The move to restore the Confederate names was based on a campaign launched by the conservative Coalition for Better Schools, which argued for the “cultural significance” of the names as well as the “historical context” behind them. Coalition for Better Schools stated that over 90 percent the 1,160 people who returned surveys about the issue said they wanted the Confederate names restored. By contrast, a citizen group against returning to the Confederate names has received 687 signatures for their online petition.

After a long meeting, supporters of the Confederate names win

In the aftermath of George Floyd’s murder in 2020, over 60 schools removed Confederate names. Shenandoah County is believed to be the first to reverse this decision and restore Confederate names, per Reuters. The school board meeting that led to the new name change was long and contentious, beginning Thursday evening and ending early Friday morning. A number of county residents, current students, and school board members spoke in favor of restoring the Confederate names. One board member who voted for the proposal claimed that he had received 144 emails in favor of the Confederate names versus 118 against them, NPR reported.
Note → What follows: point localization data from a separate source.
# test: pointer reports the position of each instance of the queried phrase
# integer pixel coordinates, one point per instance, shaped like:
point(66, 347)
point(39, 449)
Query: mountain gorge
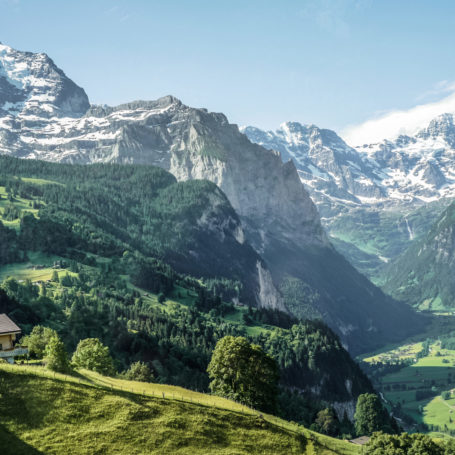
point(374, 199)
point(298, 268)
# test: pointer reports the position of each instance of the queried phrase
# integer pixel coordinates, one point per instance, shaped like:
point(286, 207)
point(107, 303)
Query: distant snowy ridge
point(418, 168)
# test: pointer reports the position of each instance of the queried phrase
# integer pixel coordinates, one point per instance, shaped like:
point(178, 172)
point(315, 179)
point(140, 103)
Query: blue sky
point(334, 63)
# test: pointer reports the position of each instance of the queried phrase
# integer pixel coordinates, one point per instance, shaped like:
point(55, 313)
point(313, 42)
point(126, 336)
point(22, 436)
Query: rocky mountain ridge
point(278, 216)
point(375, 199)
Meanwhile, Kyle Gutshall, the only board member who opposed the Confederate names, said his constituents have “been overwhelmingly in support of retaining the names the way they are,” according to NPR. Other critics of the Confederate names pointed out that the high school was only given the name Stonewall Jackson in 1959 as Virginia politicians fought against integrating schools after the Brown v. Board of Education Supreme Court ruling.

While a previous proposal to restore the Confederate names failed in 2022, this one has now passed, causing Shenandoah County to take a step backward.  Per CNN, the county — which is 75% white, 18% Hispanic and only 3% Black, according to state data — may end up being an outlier in the nation, or it may be setting a precedence for other conservative areas to follow.